Kemnaker Catat Empat Ribu Perusahaan Terdaftar dalam Program Magang Nasional
SinPo.id - Kementerian Ketenagakerjaan (Kemnaker) mencatat bahwa terdapat empat ribuan lebih perusahaan yang terlibat dalam program Pemagangan Nasional Batch I dan II. Hal ini menandakan bahwa program ini sangat bermanfaat tak hanya bagi peserta tapi juga perusahaan.
"Bagi perusahaan kami melihat harusnya magang ini menjadi sesuatu yang menarik. Tadi di sampaikan lebih dari 4 ribu perusahaan sudah terdaftar, sudah kemudian menjadi mitra kami dalam pelaksanaan magang Batch I dan Batch II," kata Menaker Yassierli dalam Kick Off Pemagangan Nasional Batch II, di Kantor Kemenaker, Rabu (26/11/2025).
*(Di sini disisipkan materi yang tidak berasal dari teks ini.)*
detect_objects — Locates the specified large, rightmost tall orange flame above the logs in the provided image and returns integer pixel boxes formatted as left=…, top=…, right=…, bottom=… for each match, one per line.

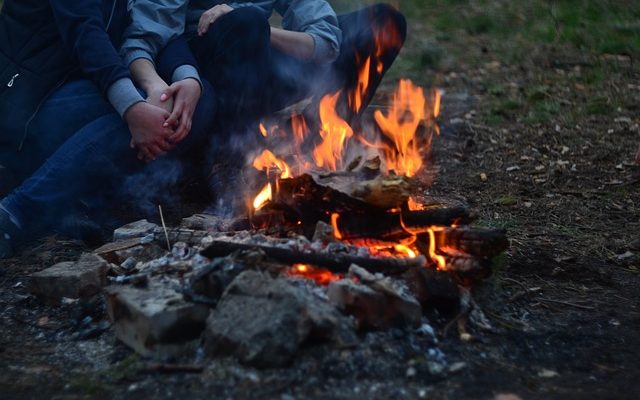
left=374, top=79, right=426, bottom=177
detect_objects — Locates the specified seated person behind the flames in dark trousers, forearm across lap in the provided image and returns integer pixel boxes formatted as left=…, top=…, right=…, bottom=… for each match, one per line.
left=187, top=0, right=406, bottom=119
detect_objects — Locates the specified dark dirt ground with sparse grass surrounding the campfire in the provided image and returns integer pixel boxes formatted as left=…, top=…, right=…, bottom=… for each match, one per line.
left=0, top=0, right=640, bottom=399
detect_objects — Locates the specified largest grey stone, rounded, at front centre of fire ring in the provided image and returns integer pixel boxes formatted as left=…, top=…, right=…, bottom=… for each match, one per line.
left=205, top=271, right=357, bottom=367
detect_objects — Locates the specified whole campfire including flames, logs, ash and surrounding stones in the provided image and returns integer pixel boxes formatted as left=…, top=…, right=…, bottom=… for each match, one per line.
left=32, top=55, right=508, bottom=366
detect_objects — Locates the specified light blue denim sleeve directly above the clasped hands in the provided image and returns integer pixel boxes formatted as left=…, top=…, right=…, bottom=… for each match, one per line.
left=120, top=0, right=188, bottom=65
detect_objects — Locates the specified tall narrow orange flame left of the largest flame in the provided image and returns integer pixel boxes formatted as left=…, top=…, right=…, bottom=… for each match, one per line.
left=313, top=92, right=353, bottom=171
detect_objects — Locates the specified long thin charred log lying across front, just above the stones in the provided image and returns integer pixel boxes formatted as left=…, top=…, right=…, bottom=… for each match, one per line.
left=200, top=240, right=427, bottom=274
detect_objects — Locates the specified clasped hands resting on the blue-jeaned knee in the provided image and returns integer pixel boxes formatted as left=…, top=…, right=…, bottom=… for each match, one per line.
left=125, top=79, right=201, bottom=162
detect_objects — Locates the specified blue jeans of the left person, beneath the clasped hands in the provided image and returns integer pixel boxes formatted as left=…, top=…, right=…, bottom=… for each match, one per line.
left=0, top=81, right=216, bottom=231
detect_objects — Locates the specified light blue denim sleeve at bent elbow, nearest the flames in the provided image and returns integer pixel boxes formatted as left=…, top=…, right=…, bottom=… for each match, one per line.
left=275, top=0, right=342, bottom=63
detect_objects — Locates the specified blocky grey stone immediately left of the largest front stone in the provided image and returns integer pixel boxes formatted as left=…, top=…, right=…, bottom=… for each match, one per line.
left=104, top=281, right=209, bottom=358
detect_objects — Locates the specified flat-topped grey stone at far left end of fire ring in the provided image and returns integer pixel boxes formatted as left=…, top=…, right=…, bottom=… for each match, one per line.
left=30, top=253, right=108, bottom=303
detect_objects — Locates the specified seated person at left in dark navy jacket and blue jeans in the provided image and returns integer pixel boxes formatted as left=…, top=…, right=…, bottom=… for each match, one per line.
left=0, top=0, right=214, bottom=258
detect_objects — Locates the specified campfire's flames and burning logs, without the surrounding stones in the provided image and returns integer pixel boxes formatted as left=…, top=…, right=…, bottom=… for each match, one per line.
left=240, top=78, right=507, bottom=283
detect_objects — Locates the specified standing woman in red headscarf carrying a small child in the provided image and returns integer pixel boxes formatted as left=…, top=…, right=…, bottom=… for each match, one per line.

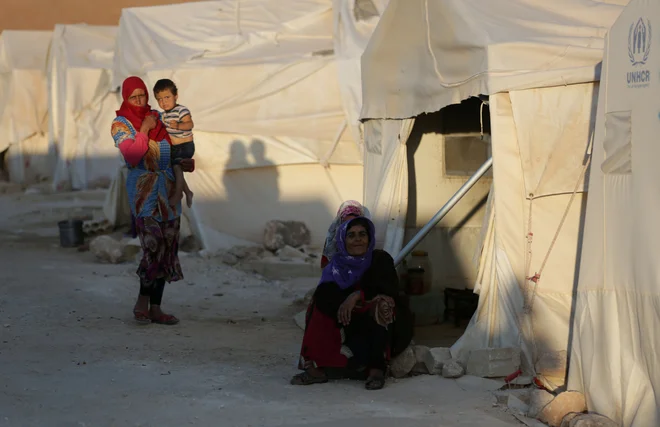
left=112, top=77, right=183, bottom=325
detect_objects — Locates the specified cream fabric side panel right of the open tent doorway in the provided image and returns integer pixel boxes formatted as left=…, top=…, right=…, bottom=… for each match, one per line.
left=451, top=88, right=597, bottom=389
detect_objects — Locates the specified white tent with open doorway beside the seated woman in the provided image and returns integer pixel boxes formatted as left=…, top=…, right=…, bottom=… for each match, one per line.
left=362, top=0, right=626, bottom=385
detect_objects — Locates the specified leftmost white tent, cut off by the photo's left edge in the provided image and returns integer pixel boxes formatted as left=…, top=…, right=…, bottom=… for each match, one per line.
left=0, top=30, right=52, bottom=184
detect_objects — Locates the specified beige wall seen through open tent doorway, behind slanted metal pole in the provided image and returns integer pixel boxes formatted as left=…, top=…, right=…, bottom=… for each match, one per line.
left=406, top=99, right=492, bottom=291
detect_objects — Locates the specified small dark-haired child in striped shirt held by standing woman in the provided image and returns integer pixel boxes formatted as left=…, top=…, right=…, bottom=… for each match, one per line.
left=154, top=79, right=195, bottom=207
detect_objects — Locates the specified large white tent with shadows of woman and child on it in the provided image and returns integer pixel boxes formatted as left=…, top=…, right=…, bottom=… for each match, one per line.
left=106, top=0, right=376, bottom=250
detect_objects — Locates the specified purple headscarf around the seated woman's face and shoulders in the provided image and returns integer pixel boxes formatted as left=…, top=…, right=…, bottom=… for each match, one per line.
left=319, top=216, right=376, bottom=289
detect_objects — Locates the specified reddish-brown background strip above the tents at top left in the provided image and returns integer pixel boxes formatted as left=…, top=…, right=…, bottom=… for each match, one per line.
left=0, top=0, right=201, bottom=31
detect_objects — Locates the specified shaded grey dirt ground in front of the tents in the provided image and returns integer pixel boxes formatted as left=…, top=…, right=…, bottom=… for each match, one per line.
left=0, top=192, right=520, bottom=427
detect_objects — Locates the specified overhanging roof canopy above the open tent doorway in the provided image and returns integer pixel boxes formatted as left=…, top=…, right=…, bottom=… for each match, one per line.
left=361, top=0, right=628, bottom=120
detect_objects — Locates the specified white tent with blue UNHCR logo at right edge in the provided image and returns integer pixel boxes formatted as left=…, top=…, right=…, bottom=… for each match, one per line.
left=568, top=0, right=660, bottom=427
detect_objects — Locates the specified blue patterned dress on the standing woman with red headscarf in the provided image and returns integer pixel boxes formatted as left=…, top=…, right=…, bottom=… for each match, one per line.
left=112, top=116, right=183, bottom=286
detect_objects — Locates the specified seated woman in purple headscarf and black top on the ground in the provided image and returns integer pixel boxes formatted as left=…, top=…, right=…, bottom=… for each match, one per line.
left=291, top=217, right=413, bottom=390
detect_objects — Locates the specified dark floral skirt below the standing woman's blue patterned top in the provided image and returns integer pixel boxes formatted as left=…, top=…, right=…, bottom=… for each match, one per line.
left=135, top=217, right=183, bottom=283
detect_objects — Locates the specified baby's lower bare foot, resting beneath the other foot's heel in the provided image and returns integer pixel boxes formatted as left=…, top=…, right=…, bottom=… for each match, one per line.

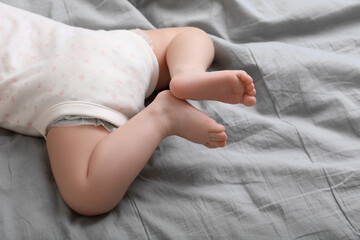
left=153, top=91, right=227, bottom=148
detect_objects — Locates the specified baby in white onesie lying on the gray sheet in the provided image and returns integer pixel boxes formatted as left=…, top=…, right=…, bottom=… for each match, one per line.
left=0, top=4, right=256, bottom=215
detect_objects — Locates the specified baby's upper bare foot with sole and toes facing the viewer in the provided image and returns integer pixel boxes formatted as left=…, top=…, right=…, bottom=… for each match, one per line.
left=170, top=70, right=256, bottom=106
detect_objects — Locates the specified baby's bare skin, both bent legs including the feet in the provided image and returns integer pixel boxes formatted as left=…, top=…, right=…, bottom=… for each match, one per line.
left=47, top=27, right=256, bottom=215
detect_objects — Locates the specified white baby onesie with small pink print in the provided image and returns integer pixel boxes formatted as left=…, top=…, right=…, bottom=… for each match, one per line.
left=0, top=3, right=159, bottom=136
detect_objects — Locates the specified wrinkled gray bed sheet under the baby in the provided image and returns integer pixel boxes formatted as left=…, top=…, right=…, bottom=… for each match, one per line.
left=0, top=0, right=360, bottom=240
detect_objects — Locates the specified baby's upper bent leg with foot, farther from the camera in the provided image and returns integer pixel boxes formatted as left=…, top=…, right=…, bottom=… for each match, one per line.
left=146, top=28, right=256, bottom=106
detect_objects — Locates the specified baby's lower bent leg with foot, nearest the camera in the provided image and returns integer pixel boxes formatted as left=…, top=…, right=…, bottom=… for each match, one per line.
left=47, top=91, right=227, bottom=215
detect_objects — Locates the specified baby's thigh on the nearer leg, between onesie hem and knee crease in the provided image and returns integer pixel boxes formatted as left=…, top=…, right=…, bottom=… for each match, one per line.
left=46, top=125, right=109, bottom=198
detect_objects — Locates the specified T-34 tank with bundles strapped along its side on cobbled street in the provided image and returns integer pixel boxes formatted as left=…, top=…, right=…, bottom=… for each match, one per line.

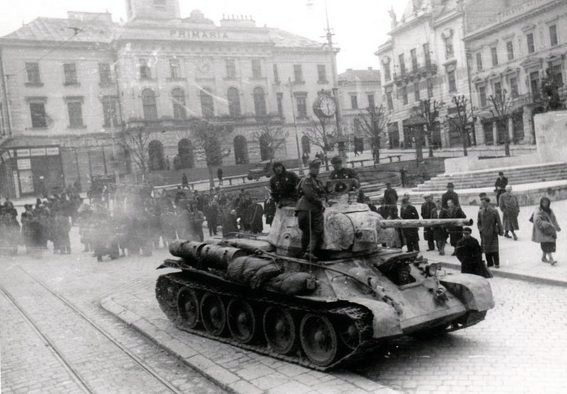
left=156, top=180, right=494, bottom=370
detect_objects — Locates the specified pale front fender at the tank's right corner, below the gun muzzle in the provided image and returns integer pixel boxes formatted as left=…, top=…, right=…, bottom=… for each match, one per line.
left=439, top=274, right=494, bottom=312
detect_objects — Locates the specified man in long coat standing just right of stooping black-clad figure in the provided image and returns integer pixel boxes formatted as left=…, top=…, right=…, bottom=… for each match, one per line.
left=477, top=197, right=503, bottom=268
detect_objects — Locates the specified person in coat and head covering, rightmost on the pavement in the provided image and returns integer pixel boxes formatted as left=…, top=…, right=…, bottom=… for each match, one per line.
left=530, top=197, right=561, bottom=265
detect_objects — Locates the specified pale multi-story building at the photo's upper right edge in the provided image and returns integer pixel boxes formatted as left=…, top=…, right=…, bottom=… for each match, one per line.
left=465, top=0, right=567, bottom=145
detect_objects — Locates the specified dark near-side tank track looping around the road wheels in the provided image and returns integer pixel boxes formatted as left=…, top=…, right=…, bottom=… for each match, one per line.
left=156, top=270, right=381, bottom=371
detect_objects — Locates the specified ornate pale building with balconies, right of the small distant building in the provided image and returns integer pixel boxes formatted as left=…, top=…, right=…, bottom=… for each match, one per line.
left=376, top=0, right=469, bottom=148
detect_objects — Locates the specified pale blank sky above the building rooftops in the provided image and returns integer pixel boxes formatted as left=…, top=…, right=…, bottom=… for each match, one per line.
left=0, top=0, right=408, bottom=71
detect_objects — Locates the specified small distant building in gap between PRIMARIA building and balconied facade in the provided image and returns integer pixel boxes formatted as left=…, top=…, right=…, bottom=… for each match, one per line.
left=338, top=67, right=382, bottom=152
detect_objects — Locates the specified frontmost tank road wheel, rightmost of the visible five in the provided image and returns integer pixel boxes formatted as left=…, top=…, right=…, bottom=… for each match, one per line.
left=299, top=314, right=338, bottom=367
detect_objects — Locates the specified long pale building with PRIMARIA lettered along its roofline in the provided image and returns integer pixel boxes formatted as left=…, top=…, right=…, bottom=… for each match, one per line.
left=0, top=0, right=337, bottom=196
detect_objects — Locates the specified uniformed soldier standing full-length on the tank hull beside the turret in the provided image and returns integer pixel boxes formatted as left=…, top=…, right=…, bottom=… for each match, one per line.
left=296, top=159, right=326, bottom=260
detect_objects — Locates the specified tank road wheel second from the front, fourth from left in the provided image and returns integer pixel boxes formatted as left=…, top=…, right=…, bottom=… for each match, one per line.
left=263, top=306, right=296, bottom=355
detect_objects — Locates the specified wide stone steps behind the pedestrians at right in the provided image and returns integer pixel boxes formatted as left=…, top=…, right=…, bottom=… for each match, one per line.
left=413, top=162, right=567, bottom=192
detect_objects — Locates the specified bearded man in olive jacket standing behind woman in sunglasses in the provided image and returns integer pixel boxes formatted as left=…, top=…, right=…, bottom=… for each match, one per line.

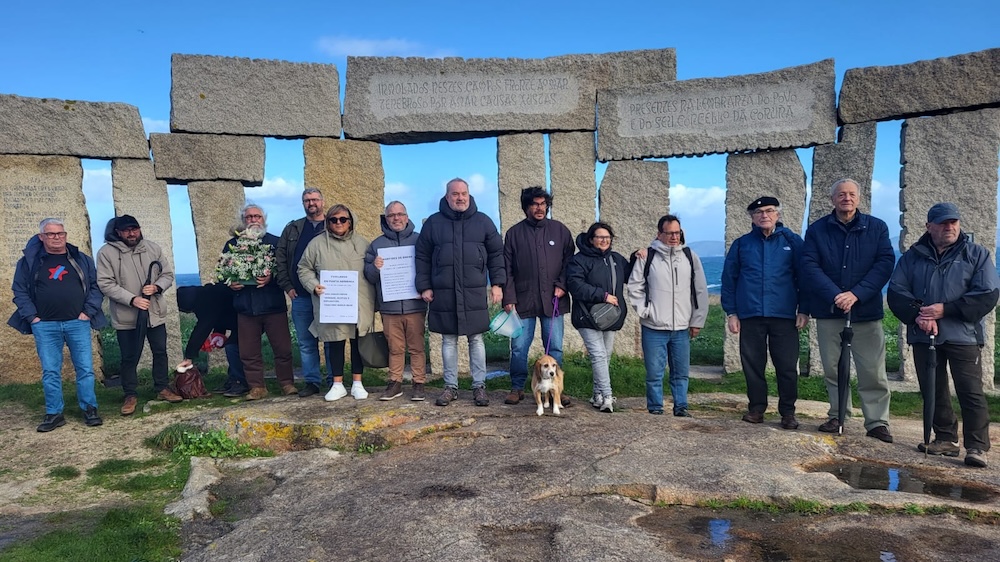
left=274, top=187, right=333, bottom=398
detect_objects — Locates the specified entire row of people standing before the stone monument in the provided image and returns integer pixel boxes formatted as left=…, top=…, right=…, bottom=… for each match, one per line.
left=9, top=178, right=1000, bottom=466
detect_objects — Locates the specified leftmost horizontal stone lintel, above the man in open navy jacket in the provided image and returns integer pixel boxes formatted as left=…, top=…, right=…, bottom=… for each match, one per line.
left=0, top=94, right=149, bottom=160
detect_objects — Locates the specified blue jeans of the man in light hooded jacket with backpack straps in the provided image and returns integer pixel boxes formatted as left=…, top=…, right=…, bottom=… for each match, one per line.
left=642, top=326, right=691, bottom=414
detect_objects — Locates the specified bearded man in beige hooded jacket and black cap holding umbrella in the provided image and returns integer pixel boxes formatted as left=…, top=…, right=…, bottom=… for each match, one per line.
left=97, top=215, right=183, bottom=416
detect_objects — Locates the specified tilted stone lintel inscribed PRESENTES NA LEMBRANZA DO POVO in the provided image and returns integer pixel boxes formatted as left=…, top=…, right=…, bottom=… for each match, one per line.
left=597, top=59, right=837, bottom=161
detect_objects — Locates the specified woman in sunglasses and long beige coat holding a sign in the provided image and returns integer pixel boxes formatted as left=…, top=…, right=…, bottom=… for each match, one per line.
left=298, top=205, right=375, bottom=401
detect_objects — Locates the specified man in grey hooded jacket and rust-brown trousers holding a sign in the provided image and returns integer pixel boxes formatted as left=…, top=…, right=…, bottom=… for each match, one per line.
left=365, top=201, right=427, bottom=401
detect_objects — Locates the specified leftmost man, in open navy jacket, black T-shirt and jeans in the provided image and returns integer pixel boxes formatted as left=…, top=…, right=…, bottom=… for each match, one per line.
left=7, top=218, right=108, bottom=433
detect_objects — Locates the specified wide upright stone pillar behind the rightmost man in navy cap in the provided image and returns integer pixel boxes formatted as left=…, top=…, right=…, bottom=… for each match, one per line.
left=899, top=109, right=1000, bottom=389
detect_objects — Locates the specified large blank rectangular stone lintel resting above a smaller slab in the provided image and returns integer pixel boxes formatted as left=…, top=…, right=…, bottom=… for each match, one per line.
left=170, top=54, right=340, bottom=138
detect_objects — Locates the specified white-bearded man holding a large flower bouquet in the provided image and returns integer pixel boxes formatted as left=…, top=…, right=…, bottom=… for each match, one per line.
left=216, top=203, right=298, bottom=400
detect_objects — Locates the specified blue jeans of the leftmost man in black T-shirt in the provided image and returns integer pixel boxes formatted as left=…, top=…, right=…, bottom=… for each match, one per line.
left=31, top=320, right=97, bottom=414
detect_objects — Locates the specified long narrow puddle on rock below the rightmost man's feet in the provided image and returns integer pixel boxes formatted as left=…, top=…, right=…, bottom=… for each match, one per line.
left=812, top=461, right=998, bottom=500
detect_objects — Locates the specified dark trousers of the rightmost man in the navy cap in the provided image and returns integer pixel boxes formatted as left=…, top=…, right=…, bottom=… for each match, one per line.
left=913, top=343, right=990, bottom=451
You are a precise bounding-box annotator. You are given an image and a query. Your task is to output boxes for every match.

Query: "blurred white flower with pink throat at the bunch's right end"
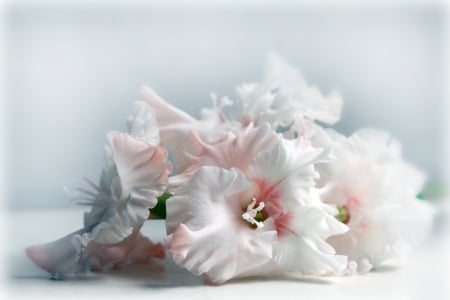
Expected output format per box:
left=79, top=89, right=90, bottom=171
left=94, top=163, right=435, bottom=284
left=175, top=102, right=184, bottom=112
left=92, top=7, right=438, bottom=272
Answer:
left=316, top=129, right=432, bottom=273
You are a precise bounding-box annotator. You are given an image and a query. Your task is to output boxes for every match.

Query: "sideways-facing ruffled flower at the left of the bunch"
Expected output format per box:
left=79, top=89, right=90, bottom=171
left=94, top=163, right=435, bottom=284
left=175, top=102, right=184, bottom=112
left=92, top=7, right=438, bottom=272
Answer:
left=78, top=132, right=171, bottom=244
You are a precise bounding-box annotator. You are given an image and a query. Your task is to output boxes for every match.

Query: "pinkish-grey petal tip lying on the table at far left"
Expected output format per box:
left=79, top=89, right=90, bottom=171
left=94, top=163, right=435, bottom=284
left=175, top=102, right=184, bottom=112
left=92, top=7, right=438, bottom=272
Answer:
left=25, top=229, right=85, bottom=278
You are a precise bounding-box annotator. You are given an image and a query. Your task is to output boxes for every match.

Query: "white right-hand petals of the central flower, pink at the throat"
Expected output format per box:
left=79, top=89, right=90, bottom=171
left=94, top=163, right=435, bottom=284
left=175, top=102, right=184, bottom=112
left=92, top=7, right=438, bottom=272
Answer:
left=248, top=138, right=347, bottom=275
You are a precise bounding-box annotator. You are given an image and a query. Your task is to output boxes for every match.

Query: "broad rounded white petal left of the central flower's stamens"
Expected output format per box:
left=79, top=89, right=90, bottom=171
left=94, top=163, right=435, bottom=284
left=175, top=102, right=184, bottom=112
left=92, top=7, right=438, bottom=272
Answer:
left=166, top=167, right=276, bottom=283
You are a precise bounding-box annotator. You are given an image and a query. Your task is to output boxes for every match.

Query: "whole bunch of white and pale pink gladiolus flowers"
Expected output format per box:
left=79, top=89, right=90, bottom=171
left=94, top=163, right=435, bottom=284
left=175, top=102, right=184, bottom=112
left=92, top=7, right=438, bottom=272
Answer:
left=26, top=55, right=433, bottom=283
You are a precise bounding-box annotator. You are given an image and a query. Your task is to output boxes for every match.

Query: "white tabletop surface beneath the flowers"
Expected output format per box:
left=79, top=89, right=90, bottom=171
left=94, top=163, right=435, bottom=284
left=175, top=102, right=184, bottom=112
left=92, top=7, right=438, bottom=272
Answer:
left=2, top=208, right=450, bottom=300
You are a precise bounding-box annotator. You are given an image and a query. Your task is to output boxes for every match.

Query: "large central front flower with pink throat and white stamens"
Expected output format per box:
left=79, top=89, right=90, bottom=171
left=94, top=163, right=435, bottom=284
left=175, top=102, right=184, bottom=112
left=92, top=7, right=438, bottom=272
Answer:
left=167, top=125, right=347, bottom=283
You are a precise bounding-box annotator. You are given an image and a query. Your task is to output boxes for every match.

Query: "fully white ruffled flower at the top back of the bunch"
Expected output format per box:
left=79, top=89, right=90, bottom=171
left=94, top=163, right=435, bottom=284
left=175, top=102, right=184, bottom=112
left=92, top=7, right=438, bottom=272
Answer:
left=220, top=55, right=342, bottom=131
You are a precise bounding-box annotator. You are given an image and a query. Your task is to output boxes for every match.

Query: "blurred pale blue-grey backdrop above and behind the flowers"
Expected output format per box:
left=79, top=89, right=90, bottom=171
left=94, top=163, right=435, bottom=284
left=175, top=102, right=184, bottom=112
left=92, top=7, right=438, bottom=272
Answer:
left=1, top=1, right=449, bottom=209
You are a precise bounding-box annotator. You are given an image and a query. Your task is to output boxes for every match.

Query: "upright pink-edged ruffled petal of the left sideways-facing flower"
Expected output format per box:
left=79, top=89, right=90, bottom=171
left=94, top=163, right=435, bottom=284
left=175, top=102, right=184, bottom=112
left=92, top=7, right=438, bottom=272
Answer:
left=108, top=132, right=171, bottom=225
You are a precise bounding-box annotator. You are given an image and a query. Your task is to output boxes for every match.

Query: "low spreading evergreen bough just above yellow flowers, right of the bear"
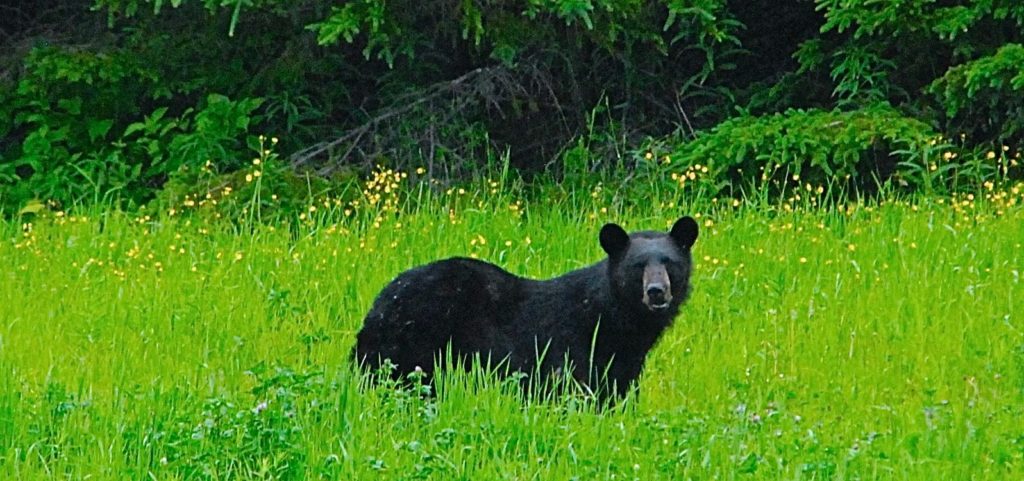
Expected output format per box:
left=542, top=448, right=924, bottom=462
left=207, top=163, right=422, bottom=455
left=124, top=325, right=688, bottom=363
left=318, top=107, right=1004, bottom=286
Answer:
left=663, top=104, right=936, bottom=195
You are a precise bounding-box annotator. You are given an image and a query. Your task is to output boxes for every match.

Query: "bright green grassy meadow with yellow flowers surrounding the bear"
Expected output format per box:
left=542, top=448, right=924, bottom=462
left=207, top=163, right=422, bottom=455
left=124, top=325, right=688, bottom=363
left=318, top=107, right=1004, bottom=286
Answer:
left=0, top=182, right=1024, bottom=480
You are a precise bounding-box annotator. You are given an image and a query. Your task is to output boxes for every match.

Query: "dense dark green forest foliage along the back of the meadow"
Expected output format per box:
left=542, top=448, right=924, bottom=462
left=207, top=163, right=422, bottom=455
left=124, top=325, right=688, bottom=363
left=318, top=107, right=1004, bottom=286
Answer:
left=0, top=0, right=1024, bottom=211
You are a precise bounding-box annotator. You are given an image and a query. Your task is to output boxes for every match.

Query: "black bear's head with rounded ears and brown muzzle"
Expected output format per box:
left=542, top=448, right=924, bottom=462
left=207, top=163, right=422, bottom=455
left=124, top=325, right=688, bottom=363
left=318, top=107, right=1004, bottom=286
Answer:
left=600, top=217, right=697, bottom=316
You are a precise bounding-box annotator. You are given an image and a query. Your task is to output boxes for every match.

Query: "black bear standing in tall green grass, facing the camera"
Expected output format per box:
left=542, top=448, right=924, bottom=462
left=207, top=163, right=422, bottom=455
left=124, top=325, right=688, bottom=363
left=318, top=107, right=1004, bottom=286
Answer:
left=353, top=217, right=697, bottom=398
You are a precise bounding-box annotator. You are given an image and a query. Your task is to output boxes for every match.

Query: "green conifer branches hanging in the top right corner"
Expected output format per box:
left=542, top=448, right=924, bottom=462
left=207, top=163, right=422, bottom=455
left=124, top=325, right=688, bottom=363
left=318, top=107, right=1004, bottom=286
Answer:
left=799, top=0, right=1024, bottom=107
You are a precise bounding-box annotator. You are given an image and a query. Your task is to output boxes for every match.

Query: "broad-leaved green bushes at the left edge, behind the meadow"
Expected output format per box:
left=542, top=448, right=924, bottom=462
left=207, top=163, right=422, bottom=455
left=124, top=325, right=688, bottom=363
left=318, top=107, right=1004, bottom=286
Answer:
left=0, top=43, right=261, bottom=208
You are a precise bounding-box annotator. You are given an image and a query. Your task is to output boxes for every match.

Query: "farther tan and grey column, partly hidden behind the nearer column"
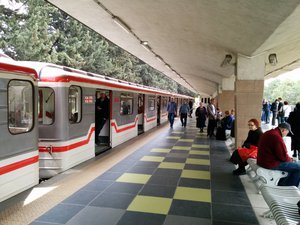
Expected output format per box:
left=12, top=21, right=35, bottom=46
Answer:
left=218, top=75, right=235, bottom=113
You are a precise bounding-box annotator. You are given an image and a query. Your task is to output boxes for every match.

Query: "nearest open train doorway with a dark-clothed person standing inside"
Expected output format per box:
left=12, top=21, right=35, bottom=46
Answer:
left=95, top=89, right=111, bottom=155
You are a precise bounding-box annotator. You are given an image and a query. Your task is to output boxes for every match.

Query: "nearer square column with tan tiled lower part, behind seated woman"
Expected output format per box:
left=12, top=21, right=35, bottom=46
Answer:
left=235, top=55, right=265, bottom=147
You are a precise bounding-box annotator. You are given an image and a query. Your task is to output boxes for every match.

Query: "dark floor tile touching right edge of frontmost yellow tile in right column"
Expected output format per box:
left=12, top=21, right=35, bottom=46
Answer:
left=212, top=191, right=250, bottom=206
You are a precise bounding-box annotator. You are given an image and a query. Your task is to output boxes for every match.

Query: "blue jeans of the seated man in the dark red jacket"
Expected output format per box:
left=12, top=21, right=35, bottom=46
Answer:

Yassierli berharap, para peserta magang ini nantinya dapat dilirik oleh perusahaan sebagai kandidat untuk direkrut menjadi karyawan. Kendati, dalam program ini perusahaan tidak diwajibkan untuk merekrut.
"Walaupun tidak ada keharusan untuk merekrut tapi kami melihat mulai dari proses seleksi, wawancara, on job training, itu merupakan sebuah biaya yang tidak sedikit bagi perusahaan," ucapnya.
Yassierli menganggap, keberadaan program magang ini justru sangat membantu perusahaan. Di mana, para peserta hadir untuk menunjukkan kinerjanya, yang langsung dilihat oleh perusahaan.
"Sebenarnya perusahaan tinggal memetik. Kalau memang adik-adik peserta magangnya tekun dedikasi tinggi bisa berkembang, saya yakin perusahaan tidak akan menyia-nyiakan kesempatan itu untuk merekrut mereka, sesudah enam bulan mereka magang dengan uang sagu yang dibayar pemerintah," ucapnya.
Lebih lanjut, Yassierli menerangkan untuk batch II ini, sebanyak 62 ribu peserta dinyatakan lolos mengikuti magang berbayar upah minimum provinsi atau kabupaten/kota (UMP/UMK). Angka ini lebih banyak dibanding batch I sebanyak 15 ribu peserta.
Tahun ini, magang nasional ditargetkan menyentuh 100 ribuan fresh graduate.
"Alhamdulillah sudah menetapkan lebih kurang 62 ribu peserta magang batch kedua dan ditambah dengan batch pertama kemarin sekitar hampir 15 ribu. Artinya untuk target 100 ribu kita masih ada kuota," ujarnya.